The function of a lysine residue, Lys(950), of human DNA polymerase alpha located in the third most conserved region and conserved in all of the alpha-like polymerases was analyzed by site-directed mutagenesis. Lys(950) was mutagenized to Arg, Ala, or Asn, The mutant enzymes were expressed in insect cells infected with recombinant baculoviruses and purified to near homogeneity. The mutant enzymes had specific activities ranging from 8 to 22% of the wild type. All three Lys(950) mutants utilized Mn2+ as metal activator more effectively than the wild type enzyme and showed an increase in K-m values for deoxynucleoside triphosphate but not k(cat) values in reactions with either Mg2+ or Mn2+ as the metal activator. Although mutation of the Lys(950) residue caused an increase in K-m values for deoxynucleoside triphosphates, mutations of Lys(950) to Arg, Ala, or Asn did not alter the mutant enzymes' misinsertion efficiency in reactions with Mg2+ as a metal activator as compared with that of the wild type, suggesting that the base of the incoming deoxynucleoside triphosphate is not the structural feature interacting with the Lys(950) Side chain.

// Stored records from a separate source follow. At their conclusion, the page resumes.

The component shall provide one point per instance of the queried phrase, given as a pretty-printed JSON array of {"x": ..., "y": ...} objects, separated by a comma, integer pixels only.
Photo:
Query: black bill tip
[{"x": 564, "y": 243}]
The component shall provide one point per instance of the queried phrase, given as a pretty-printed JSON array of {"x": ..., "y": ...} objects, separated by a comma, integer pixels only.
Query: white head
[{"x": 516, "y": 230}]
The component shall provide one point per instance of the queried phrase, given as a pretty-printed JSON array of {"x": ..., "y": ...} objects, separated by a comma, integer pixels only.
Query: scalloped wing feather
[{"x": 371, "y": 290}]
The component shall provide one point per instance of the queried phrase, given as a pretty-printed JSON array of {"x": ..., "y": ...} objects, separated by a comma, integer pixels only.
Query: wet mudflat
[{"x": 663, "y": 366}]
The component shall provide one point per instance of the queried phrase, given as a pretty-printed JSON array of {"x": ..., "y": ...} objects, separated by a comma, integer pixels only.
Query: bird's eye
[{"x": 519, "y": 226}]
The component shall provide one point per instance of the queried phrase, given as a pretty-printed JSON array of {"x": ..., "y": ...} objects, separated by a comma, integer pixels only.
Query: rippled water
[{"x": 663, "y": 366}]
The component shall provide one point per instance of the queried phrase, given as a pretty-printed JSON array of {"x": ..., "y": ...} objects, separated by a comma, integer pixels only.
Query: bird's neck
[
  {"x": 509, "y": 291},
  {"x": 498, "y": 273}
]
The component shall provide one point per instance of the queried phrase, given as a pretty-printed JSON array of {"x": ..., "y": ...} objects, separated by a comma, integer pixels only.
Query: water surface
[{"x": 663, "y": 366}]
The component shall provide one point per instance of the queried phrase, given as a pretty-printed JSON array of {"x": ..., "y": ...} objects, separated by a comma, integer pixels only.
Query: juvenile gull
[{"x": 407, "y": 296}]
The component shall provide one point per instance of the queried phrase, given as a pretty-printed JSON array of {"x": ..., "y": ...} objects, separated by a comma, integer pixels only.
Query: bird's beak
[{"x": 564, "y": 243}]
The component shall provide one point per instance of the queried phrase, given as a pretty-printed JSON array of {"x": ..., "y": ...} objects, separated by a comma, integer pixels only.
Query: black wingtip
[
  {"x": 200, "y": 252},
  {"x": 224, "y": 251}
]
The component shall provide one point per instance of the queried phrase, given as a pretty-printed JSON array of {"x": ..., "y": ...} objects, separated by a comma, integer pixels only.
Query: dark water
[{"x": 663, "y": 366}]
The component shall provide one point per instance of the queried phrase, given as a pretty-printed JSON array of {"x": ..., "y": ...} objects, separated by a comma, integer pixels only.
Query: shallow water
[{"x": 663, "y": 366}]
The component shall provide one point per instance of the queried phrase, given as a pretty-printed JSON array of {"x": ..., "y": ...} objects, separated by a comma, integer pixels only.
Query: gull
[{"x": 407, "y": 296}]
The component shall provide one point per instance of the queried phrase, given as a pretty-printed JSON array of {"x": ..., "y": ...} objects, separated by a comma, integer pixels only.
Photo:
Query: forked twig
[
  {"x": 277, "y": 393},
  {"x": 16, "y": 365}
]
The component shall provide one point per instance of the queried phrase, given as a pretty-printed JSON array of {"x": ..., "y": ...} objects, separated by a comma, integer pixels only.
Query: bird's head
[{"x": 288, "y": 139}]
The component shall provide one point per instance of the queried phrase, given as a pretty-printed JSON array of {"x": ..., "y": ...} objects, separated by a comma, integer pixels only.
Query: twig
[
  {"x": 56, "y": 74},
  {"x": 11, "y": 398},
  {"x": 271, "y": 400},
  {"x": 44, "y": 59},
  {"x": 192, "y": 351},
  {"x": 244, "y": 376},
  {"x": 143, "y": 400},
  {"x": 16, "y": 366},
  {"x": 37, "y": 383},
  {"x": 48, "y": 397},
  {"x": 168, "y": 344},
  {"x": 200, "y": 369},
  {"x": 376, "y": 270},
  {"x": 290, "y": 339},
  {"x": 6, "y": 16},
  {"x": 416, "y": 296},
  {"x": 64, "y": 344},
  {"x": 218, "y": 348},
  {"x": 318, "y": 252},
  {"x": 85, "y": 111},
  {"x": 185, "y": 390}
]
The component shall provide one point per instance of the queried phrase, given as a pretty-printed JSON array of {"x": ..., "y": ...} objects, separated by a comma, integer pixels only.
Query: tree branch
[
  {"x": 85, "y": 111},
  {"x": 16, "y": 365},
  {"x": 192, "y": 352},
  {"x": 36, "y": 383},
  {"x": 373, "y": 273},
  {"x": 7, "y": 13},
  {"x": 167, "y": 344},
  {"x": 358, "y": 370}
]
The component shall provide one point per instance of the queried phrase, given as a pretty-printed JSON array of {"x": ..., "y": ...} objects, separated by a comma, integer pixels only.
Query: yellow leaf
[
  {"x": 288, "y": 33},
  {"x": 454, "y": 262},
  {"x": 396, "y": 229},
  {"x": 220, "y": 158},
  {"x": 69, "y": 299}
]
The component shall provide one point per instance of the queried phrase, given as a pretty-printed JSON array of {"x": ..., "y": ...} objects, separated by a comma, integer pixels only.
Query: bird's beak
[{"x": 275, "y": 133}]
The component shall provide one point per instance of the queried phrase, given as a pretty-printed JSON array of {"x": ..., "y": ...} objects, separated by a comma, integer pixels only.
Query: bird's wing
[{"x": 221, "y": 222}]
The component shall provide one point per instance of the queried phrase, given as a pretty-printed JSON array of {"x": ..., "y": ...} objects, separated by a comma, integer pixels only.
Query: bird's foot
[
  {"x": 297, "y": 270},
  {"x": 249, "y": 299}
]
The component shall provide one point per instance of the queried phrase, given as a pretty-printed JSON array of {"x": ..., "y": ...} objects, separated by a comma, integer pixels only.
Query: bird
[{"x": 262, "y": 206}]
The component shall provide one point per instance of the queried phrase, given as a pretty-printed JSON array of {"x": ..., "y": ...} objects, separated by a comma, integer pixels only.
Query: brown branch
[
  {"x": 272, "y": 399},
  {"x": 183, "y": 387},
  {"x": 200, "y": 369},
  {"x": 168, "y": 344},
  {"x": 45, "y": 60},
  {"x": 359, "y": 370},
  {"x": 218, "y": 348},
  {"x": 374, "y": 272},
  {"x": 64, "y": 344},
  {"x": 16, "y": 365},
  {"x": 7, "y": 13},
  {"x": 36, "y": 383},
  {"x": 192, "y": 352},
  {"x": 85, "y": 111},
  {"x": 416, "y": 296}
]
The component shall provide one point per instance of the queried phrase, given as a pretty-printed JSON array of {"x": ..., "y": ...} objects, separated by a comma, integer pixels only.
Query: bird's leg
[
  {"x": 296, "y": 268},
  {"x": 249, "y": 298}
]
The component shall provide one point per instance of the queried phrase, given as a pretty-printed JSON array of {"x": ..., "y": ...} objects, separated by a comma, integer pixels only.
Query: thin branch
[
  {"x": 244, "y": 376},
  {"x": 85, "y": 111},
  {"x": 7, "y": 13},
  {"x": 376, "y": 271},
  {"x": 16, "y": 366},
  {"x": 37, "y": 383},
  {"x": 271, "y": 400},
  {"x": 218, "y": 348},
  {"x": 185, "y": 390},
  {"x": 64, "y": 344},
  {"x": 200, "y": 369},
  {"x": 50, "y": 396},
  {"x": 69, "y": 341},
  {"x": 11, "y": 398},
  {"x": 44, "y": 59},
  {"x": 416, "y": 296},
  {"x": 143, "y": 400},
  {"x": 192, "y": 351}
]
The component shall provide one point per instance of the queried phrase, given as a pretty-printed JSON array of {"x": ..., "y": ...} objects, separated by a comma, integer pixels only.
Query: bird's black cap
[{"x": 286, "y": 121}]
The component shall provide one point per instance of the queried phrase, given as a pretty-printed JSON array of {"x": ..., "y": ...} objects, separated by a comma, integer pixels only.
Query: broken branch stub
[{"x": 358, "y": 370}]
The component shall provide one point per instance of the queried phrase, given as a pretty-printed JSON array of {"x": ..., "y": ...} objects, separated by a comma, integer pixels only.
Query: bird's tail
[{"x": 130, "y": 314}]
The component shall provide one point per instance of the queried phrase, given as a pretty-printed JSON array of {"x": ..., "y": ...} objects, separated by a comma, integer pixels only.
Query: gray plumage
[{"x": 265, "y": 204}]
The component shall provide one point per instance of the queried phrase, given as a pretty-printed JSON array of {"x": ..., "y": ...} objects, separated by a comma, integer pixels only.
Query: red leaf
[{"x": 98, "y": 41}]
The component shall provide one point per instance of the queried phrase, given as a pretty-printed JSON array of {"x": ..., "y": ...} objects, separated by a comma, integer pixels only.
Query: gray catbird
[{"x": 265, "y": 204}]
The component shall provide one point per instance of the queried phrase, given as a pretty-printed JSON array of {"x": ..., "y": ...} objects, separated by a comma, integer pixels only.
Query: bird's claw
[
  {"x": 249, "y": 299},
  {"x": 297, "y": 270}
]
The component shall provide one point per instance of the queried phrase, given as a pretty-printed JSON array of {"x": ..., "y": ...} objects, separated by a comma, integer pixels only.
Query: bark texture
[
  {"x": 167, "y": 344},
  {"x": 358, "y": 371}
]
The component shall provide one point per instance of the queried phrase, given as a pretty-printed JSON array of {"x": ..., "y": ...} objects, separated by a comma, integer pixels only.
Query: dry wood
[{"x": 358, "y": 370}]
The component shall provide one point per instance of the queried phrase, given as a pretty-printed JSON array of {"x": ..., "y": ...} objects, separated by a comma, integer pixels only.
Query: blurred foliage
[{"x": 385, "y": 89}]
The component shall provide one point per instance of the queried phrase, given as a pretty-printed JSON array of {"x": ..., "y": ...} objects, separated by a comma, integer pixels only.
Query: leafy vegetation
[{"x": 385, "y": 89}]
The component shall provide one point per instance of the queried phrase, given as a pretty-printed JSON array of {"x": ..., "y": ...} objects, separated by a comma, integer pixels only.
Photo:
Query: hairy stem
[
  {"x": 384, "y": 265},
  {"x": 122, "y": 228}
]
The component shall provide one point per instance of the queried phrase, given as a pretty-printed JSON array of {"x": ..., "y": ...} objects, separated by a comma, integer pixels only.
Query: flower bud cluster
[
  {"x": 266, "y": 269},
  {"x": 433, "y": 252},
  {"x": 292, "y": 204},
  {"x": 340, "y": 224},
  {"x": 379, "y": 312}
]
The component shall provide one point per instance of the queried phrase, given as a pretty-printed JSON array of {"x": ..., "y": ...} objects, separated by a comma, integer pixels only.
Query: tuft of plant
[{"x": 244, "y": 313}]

In reaction with Mn2+ as a metal activator, all three Lys(950) mutants had an improved fidelity for deoxynucleotide misinsertion compared to wild type. Inhibition studies of the three Lys(950) mutant derivatives with an inhibitor, structural analogs of deoxynucleoside triphosphate, and pyrophosphate suggest that the deoxyribose sugar and beta-,gamma-phosphate groups are not the structural feature recognized by the Lys(950) side chain. Comparison of the mutant enzymes to the wild type enzyme for their affinities for dCTP alpha S versus deoxynucleoside triphosphate suggests that this highly conserved Lys(950) is involved in interacting either directly or indirectly with the oxygen moiety of the alpha-phosphate of the incoming deoxynucleoside triphosphate.